Il ajouta après un silence:
– Plus peut-être.
Ce carré, composé de trois ou quatre plates-bandes, occupait M. l'évêque presque autant que ses livres. Il y passait volontiers une heure ou deux, coupant, sarclant, et piquant çà et là des trous en terre où il mettait des graines. Il n'était pas aussi hostile aux insectes qu'un jardinier l'eût voulu. Du reste, aucune prétention à la botanique; il ignorait les groupes et le solidisme; il ne cherchait pas le moins du monde à décider entre Tournefort et la méthode naturelle; il ne prenait parti ni pour les utricules contre les cotylédons, ni pour Jussieu contre Linné. Il n'étudiait pas les plantes; il aimait les fleurs. Il respectait beaucoup les savants, il respectait encore plus les ignorants, et, sans jamais manquer à ces deux respects, il arrosait ses plates-bandes chaque soir d'été avec un arrosoir de fer-blanc peint en vert.

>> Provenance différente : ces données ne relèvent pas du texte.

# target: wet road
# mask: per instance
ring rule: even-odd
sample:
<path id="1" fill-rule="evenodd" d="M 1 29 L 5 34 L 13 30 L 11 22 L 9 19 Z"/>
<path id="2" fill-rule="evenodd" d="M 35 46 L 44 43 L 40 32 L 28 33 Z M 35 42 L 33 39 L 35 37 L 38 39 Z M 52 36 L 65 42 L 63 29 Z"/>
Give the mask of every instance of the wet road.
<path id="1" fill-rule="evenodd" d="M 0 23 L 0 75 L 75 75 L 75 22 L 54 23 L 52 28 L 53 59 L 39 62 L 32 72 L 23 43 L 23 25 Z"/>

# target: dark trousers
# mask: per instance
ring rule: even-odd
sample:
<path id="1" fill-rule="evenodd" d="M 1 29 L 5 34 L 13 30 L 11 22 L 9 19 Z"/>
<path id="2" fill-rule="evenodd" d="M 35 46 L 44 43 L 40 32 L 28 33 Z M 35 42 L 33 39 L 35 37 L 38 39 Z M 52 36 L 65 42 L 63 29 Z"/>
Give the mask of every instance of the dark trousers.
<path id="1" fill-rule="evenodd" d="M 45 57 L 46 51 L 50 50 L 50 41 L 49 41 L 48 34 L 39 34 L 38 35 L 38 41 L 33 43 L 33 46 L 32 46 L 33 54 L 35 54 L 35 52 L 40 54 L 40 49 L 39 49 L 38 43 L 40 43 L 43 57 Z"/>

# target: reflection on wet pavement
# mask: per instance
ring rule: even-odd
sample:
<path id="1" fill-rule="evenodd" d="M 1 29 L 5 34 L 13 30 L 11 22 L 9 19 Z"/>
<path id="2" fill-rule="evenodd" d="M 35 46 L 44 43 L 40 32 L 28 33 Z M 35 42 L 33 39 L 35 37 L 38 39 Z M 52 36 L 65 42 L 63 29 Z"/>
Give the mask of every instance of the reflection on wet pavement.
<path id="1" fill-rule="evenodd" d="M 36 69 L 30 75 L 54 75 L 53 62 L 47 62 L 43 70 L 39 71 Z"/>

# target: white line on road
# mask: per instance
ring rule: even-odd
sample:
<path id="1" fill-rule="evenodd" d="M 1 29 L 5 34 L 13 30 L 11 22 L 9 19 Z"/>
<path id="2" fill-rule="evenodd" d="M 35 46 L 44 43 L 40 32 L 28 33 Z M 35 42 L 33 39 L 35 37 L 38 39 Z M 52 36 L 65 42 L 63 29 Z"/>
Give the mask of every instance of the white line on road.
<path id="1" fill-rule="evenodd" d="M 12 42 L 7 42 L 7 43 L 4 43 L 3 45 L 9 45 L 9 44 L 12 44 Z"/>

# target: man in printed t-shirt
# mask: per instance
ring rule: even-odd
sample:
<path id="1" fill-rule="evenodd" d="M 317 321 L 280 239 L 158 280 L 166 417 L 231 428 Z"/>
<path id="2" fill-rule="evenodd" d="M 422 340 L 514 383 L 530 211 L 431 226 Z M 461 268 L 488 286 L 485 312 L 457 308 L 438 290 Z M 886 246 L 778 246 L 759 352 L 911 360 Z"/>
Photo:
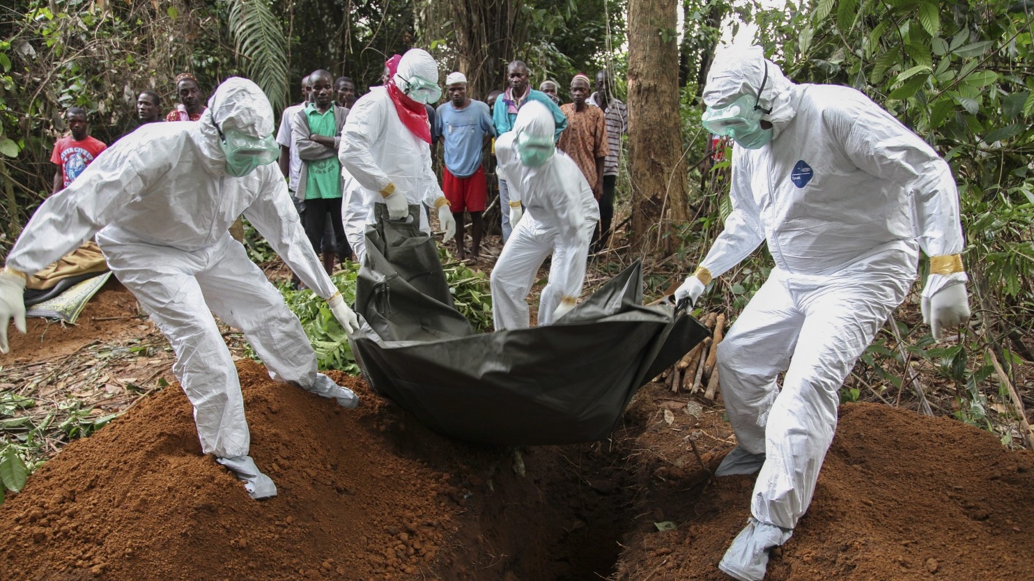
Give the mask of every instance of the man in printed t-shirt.
<path id="1" fill-rule="evenodd" d="M 86 121 L 86 112 L 82 108 L 71 106 L 65 112 L 65 123 L 71 135 L 64 136 L 54 144 L 51 161 L 57 163 L 54 172 L 54 190 L 57 193 L 68 187 L 83 170 L 89 165 L 100 152 L 108 149 L 104 142 L 90 136 L 90 124 Z"/>

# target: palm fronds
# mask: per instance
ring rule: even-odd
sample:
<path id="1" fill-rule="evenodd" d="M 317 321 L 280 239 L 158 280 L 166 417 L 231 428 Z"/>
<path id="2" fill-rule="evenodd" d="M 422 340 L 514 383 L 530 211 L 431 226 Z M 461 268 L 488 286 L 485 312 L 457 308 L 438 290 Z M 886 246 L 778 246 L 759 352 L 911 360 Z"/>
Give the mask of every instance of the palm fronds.
<path id="1" fill-rule="evenodd" d="M 269 0 L 229 0 L 230 34 L 238 58 L 244 61 L 274 110 L 287 104 L 287 38 Z"/>

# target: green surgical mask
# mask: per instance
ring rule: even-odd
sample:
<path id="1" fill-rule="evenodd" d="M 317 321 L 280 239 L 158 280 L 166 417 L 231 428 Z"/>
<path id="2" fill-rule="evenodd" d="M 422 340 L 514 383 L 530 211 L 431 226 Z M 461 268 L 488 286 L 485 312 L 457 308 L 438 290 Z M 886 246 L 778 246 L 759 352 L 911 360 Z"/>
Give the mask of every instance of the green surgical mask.
<path id="1" fill-rule="evenodd" d="M 556 152 L 552 136 L 535 136 L 527 133 L 517 135 L 517 155 L 520 162 L 528 167 L 542 165 Z"/>
<path id="2" fill-rule="evenodd" d="M 408 81 L 402 79 L 402 82 L 405 84 L 405 89 L 402 92 L 418 103 L 429 104 L 437 102 L 442 98 L 442 88 L 438 87 L 437 83 L 420 77 L 414 77 Z"/>
<path id="3" fill-rule="evenodd" d="M 214 123 L 214 121 L 213 121 Z M 216 125 L 216 129 L 219 129 Z M 219 146 L 226 156 L 226 174 L 240 178 L 260 165 L 276 161 L 280 148 L 273 135 L 254 137 L 236 129 L 219 130 Z"/>
<path id="4" fill-rule="evenodd" d="M 716 135 L 732 137 L 742 148 L 761 148 L 772 139 L 770 127 L 761 128 L 761 118 L 771 113 L 771 110 L 759 105 L 761 92 L 765 90 L 767 81 L 768 63 L 765 63 L 765 75 L 761 80 L 761 88 L 758 89 L 756 97 L 740 95 L 722 109 L 708 108 L 700 117 L 700 123 Z"/>

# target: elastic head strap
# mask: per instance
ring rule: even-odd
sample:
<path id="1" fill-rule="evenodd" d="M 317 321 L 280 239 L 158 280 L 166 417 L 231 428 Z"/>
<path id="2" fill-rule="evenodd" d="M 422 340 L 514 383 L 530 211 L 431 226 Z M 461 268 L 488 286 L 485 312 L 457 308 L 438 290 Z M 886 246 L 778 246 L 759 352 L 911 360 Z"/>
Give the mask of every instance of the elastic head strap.
<path id="1" fill-rule="evenodd" d="M 761 78 L 761 88 L 758 89 L 758 97 L 754 99 L 754 111 L 760 111 L 765 115 L 769 115 L 772 112 L 771 108 L 765 109 L 758 104 L 761 102 L 761 92 L 765 90 L 765 84 L 768 82 L 768 61 L 762 59 L 762 62 L 765 64 L 765 75 Z"/>

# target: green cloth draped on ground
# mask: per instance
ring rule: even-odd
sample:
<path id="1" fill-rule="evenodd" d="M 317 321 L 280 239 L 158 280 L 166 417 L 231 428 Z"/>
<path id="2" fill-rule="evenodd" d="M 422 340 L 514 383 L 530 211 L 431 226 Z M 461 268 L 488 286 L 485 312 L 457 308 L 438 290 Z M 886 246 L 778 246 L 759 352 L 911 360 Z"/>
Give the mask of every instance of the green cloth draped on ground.
<path id="1" fill-rule="evenodd" d="M 75 323 L 86 303 L 100 290 L 112 277 L 111 271 L 83 275 L 87 278 L 71 285 L 60 295 L 28 307 L 25 316 L 57 318 L 64 323 Z"/>
<path id="2" fill-rule="evenodd" d="M 636 390 L 707 330 L 642 303 L 637 263 L 554 325 L 476 334 L 453 308 L 434 240 L 409 221 L 366 231 L 353 353 L 370 386 L 429 428 L 496 445 L 607 437 Z M 379 214 L 384 214 L 382 217 Z"/>

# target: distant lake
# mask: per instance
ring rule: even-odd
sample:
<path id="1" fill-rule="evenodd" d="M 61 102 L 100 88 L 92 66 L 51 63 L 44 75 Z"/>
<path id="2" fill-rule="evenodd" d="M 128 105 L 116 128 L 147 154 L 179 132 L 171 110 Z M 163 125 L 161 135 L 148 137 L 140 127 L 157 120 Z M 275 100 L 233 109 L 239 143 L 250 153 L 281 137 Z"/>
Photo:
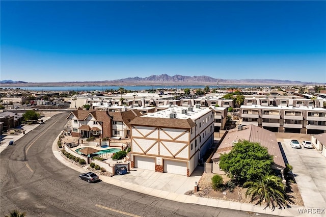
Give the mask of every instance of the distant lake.
<path id="1" fill-rule="evenodd" d="M 262 87 L 261 86 L 260 87 Z M 127 90 L 131 91 L 141 91 L 145 90 L 157 90 L 157 89 L 171 89 L 176 88 L 178 89 L 184 89 L 185 88 L 190 88 L 191 89 L 197 89 L 199 88 L 204 88 L 206 86 L 49 86 L 49 87 L 2 87 L 3 88 L 12 88 L 16 89 L 19 88 L 21 90 L 34 90 L 39 91 L 105 91 L 105 90 L 113 89 L 117 90 L 120 87 L 122 87 Z M 210 88 L 216 88 L 216 86 L 208 86 Z M 246 88 L 250 87 L 257 87 L 258 86 L 222 86 L 219 85 L 219 88 Z"/>

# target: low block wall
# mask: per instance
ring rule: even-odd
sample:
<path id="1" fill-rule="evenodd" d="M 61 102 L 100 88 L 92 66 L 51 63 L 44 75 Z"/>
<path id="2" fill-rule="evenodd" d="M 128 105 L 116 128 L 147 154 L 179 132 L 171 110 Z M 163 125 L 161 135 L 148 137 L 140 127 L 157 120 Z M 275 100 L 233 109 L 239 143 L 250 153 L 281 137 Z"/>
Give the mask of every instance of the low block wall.
<path id="1" fill-rule="evenodd" d="M 67 145 L 66 144 L 65 144 L 64 148 L 66 151 L 67 151 L 68 153 L 72 154 L 75 157 L 79 157 L 80 159 L 84 159 L 84 160 L 85 160 L 85 161 L 87 164 L 89 163 L 88 157 L 85 157 L 85 156 L 82 155 L 76 152 L 75 152 L 74 151 L 72 150 L 69 147 L 67 146 Z"/>
<path id="2" fill-rule="evenodd" d="M 105 169 L 105 170 L 106 170 L 106 171 L 110 172 L 110 173 L 112 173 L 112 174 L 114 174 L 114 167 L 110 167 L 108 164 L 101 160 L 97 160 L 96 159 L 93 159 L 92 161 L 95 164 L 97 164 L 100 167 Z"/>

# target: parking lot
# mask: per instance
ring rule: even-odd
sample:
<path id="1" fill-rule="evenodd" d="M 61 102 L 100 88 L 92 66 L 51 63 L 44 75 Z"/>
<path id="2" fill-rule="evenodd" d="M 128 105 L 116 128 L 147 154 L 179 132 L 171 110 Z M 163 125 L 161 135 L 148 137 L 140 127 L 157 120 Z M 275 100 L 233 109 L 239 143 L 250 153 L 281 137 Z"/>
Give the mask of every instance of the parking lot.
<path id="1" fill-rule="evenodd" d="M 293 138 L 296 139 L 296 138 Z M 305 206 L 307 208 L 326 208 L 326 158 L 318 150 L 291 147 L 291 139 L 278 140 L 286 155 L 285 159 L 293 168 Z"/>

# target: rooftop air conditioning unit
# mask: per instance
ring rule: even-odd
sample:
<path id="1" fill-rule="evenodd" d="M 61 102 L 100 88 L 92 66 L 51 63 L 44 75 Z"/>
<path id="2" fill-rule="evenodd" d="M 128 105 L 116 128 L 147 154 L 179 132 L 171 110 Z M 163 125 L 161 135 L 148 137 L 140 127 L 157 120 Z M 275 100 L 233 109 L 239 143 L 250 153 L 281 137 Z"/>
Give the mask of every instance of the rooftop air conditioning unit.
<path id="1" fill-rule="evenodd" d="M 177 113 L 170 113 L 170 118 L 171 119 L 177 118 Z"/>
<path id="2" fill-rule="evenodd" d="M 183 109 L 182 110 L 181 110 L 181 113 L 182 114 L 187 114 L 187 112 L 188 111 L 188 110 L 187 110 L 186 109 Z"/>

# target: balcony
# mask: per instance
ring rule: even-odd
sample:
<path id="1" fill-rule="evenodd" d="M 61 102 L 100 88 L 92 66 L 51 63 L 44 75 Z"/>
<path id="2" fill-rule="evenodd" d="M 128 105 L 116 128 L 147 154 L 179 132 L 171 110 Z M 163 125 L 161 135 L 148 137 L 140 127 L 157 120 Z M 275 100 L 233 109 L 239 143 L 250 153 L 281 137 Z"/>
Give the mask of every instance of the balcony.
<path id="1" fill-rule="evenodd" d="M 325 125 L 313 125 L 307 124 L 306 128 L 308 129 L 320 129 L 326 130 L 326 126 Z"/>
<path id="2" fill-rule="evenodd" d="M 214 116 L 214 119 L 219 119 L 219 120 L 221 120 L 222 119 L 222 116 L 220 115 L 215 115 Z"/>
<path id="3" fill-rule="evenodd" d="M 263 118 L 267 118 L 268 119 L 280 119 L 281 116 L 280 115 L 263 115 Z"/>
<path id="4" fill-rule="evenodd" d="M 258 114 L 241 114 L 242 118 L 259 118 L 259 115 Z"/>
<path id="5" fill-rule="evenodd" d="M 221 123 L 214 123 L 214 126 L 222 126 L 222 124 Z"/>
<path id="6" fill-rule="evenodd" d="M 261 126 L 271 127 L 280 127 L 280 123 L 262 122 Z"/>
<path id="7" fill-rule="evenodd" d="M 283 124 L 283 127 L 285 128 L 295 128 L 297 129 L 302 129 L 302 124 Z"/>
<path id="8" fill-rule="evenodd" d="M 251 121 L 242 121 L 241 124 L 243 125 L 250 125 L 250 124 L 252 124 L 253 125 L 255 126 L 258 126 L 258 122 L 251 122 Z"/>
<path id="9" fill-rule="evenodd" d="M 283 119 L 286 120 L 304 120 L 303 117 L 302 117 L 301 115 L 299 116 L 294 115 L 284 115 Z"/>

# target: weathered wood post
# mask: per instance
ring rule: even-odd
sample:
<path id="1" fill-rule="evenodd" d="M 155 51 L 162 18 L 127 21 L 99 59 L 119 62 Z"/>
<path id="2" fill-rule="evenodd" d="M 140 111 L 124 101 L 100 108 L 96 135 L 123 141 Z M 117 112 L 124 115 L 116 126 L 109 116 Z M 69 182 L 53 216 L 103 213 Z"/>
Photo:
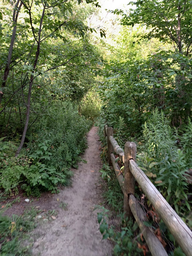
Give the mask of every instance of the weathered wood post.
<path id="1" fill-rule="evenodd" d="M 107 133 L 106 132 L 106 128 L 107 128 L 108 127 L 108 126 L 107 125 L 107 124 L 106 124 L 104 126 L 104 130 L 103 130 L 103 133 L 104 133 L 104 136 L 105 136 L 105 137 L 106 137 L 106 136 L 107 136 Z"/>
<path id="2" fill-rule="evenodd" d="M 129 167 L 129 162 L 130 159 L 136 160 L 137 146 L 134 142 L 127 142 L 125 144 L 125 164 L 124 169 L 124 211 L 125 218 L 129 218 L 133 215 L 129 204 L 129 195 L 134 194 L 135 191 L 135 178 L 131 173 Z"/>
<path id="3" fill-rule="evenodd" d="M 112 127 L 107 127 L 107 148 L 108 152 L 108 162 L 110 166 L 113 166 L 113 164 L 111 162 L 111 153 L 113 151 L 113 146 L 109 140 L 109 136 L 112 135 L 113 136 L 113 129 Z"/>

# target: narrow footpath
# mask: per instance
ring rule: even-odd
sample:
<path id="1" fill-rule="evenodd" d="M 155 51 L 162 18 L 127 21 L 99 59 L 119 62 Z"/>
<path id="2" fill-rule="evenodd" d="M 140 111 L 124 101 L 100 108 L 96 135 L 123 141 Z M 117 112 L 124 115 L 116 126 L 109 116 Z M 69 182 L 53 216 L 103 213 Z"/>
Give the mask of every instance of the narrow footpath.
<path id="1" fill-rule="evenodd" d="M 32 248 L 35 256 L 111 256 L 112 246 L 102 240 L 96 205 L 102 201 L 99 188 L 101 166 L 97 128 L 87 134 L 88 147 L 82 158 L 86 164 L 72 170 L 72 186 L 54 196 L 50 203 L 58 212 L 51 222 L 42 221 L 35 229 Z M 58 207 L 60 206 L 63 208 Z"/>

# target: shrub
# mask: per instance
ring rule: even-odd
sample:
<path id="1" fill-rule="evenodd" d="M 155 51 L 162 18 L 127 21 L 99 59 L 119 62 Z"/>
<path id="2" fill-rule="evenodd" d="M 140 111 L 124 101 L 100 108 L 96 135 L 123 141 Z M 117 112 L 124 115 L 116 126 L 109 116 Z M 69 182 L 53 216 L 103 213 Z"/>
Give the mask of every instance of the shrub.
<path id="1" fill-rule="evenodd" d="M 156 109 L 153 112 L 145 124 L 143 138 L 139 162 L 143 170 L 150 169 L 154 177 L 156 175 L 156 186 L 161 186 L 164 196 L 168 202 L 174 203 L 178 212 L 177 203 L 185 198 L 187 200 L 188 184 L 184 176 L 188 167 L 186 156 L 177 144 L 176 134 L 162 111 L 160 113 Z"/>
<path id="2" fill-rule="evenodd" d="M 101 106 L 98 94 L 92 90 L 88 92 L 80 102 L 81 114 L 94 121 L 99 116 Z"/>
<path id="3" fill-rule="evenodd" d="M 39 196 L 42 190 L 54 192 L 58 185 L 68 183 L 69 168 L 77 167 L 92 122 L 80 116 L 70 102 L 55 102 L 48 112 L 36 122 L 26 151 L 17 158 L 16 145 L 0 141 L 0 187 L 6 192 L 16 194 L 19 186 L 28 195 Z"/>

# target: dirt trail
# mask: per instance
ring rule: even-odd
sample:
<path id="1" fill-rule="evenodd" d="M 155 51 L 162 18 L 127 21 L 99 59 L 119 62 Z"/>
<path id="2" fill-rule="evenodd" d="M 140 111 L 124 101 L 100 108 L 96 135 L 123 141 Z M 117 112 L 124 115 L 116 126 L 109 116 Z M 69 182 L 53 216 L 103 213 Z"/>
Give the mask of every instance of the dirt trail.
<path id="1" fill-rule="evenodd" d="M 107 256 L 112 255 L 112 246 L 102 240 L 96 205 L 101 202 L 98 170 L 101 162 L 100 142 L 93 127 L 87 135 L 88 148 L 82 158 L 87 164 L 73 170 L 72 186 L 64 188 L 51 199 L 50 204 L 58 212 L 51 222 L 41 222 L 34 233 L 34 255 L 41 256 Z M 64 210 L 58 206 L 67 204 Z"/>

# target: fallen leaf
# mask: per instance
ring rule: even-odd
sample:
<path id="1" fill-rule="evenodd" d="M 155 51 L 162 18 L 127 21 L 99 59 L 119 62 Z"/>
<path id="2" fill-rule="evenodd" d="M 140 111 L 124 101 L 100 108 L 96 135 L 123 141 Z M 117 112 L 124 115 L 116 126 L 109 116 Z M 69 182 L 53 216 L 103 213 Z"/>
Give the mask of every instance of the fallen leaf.
<path id="1" fill-rule="evenodd" d="M 141 234 L 140 235 L 140 237 L 141 238 L 141 239 L 142 242 L 143 242 L 144 240 L 143 238 L 143 234 L 142 234 L 142 233 L 141 233 Z"/>
<path id="2" fill-rule="evenodd" d="M 157 229 L 155 230 L 155 234 L 156 235 L 156 236 L 157 236 L 157 238 L 160 241 L 161 243 L 162 244 L 162 245 L 164 248 L 165 246 L 167 245 L 167 244 L 165 242 L 165 240 L 164 239 L 163 239 L 163 238 L 161 236 L 161 233 L 159 228 L 157 228 Z"/>
<path id="3" fill-rule="evenodd" d="M 160 183 L 162 183 L 163 182 L 162 181 L 162 180 L 156 180 L 156 181 L 155 181 L 155 183 L 156 184 L 160 184 Z"/>
<path id="4" fill-rule="evenodd" d="M 155 222 L 158 223 L 159 220 L 159 218 L 158 216 L 158 214 L 156 212 L 153 211 L 148 211 L 147 212 L 148 216 L 151 216 L 153 219 L 153 221 Z"/>
<path id="5" fill-rule="evenodd" d="M 144 244 L 143 244 L 142 245 L 141 245 L 141 244 L 140 244 L 138 242 L 137 246 L 138 246 L 138 248 L 139 248 L 140 249 L 143 249 L 143 254 L 144 255 L 144 256 L 146 256 L 146 253 L 147 252 L 148 252 L 148 250 L 147 250 L 147 248 L 145 246 L 145 245 Z"/>
<path id="6" fill-rule="evenodd" d="M 152 172 L 146 172 L 145 174 L 148 177 L 150 177 L 151 178 L 157 178 L 156 174 L 154 174 Z"/>

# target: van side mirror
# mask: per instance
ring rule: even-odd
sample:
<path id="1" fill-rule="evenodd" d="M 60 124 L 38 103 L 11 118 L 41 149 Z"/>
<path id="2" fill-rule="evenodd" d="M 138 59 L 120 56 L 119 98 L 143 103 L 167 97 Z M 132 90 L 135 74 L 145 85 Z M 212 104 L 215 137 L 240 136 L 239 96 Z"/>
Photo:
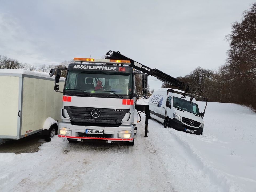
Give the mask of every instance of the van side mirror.
<path id="1" fill-rule="evenodd" d="M 55 75 L 55 81 L 54 83 L 55 84 L 58 83 L 59 81 L 59 78 L 61 77 L 61 70 L 57 69 L 56 71 L 56 75 Z"/>

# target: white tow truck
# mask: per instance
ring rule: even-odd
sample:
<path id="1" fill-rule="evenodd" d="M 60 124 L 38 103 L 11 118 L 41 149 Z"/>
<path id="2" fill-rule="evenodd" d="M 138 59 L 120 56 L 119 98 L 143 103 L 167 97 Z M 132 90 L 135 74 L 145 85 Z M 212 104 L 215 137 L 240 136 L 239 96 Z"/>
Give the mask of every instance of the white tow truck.
<path id="1" fill-rule="evenodd" d="M 135 74 L 143 75 L 142 86 L 145 95 L 148 75 L 186 90 L 188 87 L 119 52 L 109 51 L 105 57 L 75 58 L 74 60 L 77 63 L 70 64 L 67 68 L 51 70 L 51 76 L 56 74 L 54 90 L 63 95 L 58 136 L 71 142 L 95 139 L 109 143 L 125 142 L 133 145 L 138 111 L 146 114 L 145 137 L 147 136 L 149 117 L 148 105 L 136 104 Z M 67 73 L 64 89 L 59 91 L 57 83 L 62 70 Z"/>

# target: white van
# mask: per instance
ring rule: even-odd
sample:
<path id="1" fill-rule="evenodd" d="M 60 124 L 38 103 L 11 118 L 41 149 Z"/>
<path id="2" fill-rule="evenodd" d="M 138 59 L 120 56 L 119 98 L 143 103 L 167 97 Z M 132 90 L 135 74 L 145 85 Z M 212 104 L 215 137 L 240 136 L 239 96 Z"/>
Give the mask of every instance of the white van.
<path id="1" fill-rule="evenodd" d="M 184 94 L 177 89 L 155 90 L 149 102 L 150 117 L 163 124 L 165 128 L 202 134 L 204 112 L 200 113 L 195 97 L 207 101 L 205 98 Z"/>

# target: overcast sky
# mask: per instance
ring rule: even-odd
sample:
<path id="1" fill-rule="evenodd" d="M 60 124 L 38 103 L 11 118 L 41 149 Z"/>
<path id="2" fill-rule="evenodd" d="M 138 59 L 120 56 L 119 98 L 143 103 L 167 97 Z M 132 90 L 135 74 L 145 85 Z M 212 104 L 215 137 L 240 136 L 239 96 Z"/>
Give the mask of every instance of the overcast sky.
<path id="1" fill-rule="evenodd" d="M 111 50 L 174 77 L 216 69 L 226 59 L 232 23 L 254 2 L 0 0 L 0 55 L 38 66 Z"/>

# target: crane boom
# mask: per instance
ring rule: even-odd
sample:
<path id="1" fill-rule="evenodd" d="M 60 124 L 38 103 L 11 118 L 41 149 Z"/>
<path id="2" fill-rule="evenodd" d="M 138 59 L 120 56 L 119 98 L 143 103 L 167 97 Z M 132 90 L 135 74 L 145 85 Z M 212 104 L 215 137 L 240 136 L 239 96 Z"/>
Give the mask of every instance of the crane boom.
<path id="1" fill-rule="evenodd" d="M 105 54 L 105 57 L 106 59 L 129 60 L 131 62 L 130 64 L 127 63 L 126 64 L 126 65 L 148 75 L 155 77 L 164 83 L 179 87 L 182 90 L 184 90 L 185 92 L 188 91 L 189 86 L 188 84 L 185 83 L 158 69 L 149 67 L 121 54 L 119 52 L 109 51 Z"/>

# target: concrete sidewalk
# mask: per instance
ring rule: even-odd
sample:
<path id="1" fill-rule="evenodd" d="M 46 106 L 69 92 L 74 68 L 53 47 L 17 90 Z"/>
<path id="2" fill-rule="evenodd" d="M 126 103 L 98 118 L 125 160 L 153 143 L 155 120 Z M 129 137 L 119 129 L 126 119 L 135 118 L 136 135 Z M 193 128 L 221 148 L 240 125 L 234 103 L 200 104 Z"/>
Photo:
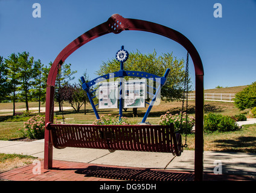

La maison n'avait pas une porte qui fermât à clef. La porte de la salle à manger qui, nous l'avons dit, donnait de plain-pied sur la place de la cathédrale, était jadis armée de serrures et de verrous comme une porte de prison. L'évêque avait fait ôter toutes ces ferrures, et cette porte, la nuit comme le jour, n'était fermée qu'au loquet. Le premier passant venu, à quelque heure que ce fût, n'avait qu'à la pousser. Dans les commencements, les deux femmes avaient été fort tourmentées de cette porte jamais close; mais M. de Digne leur avait dit:
– Faites mettre des verrous à vos chambres, si cela vous plaît.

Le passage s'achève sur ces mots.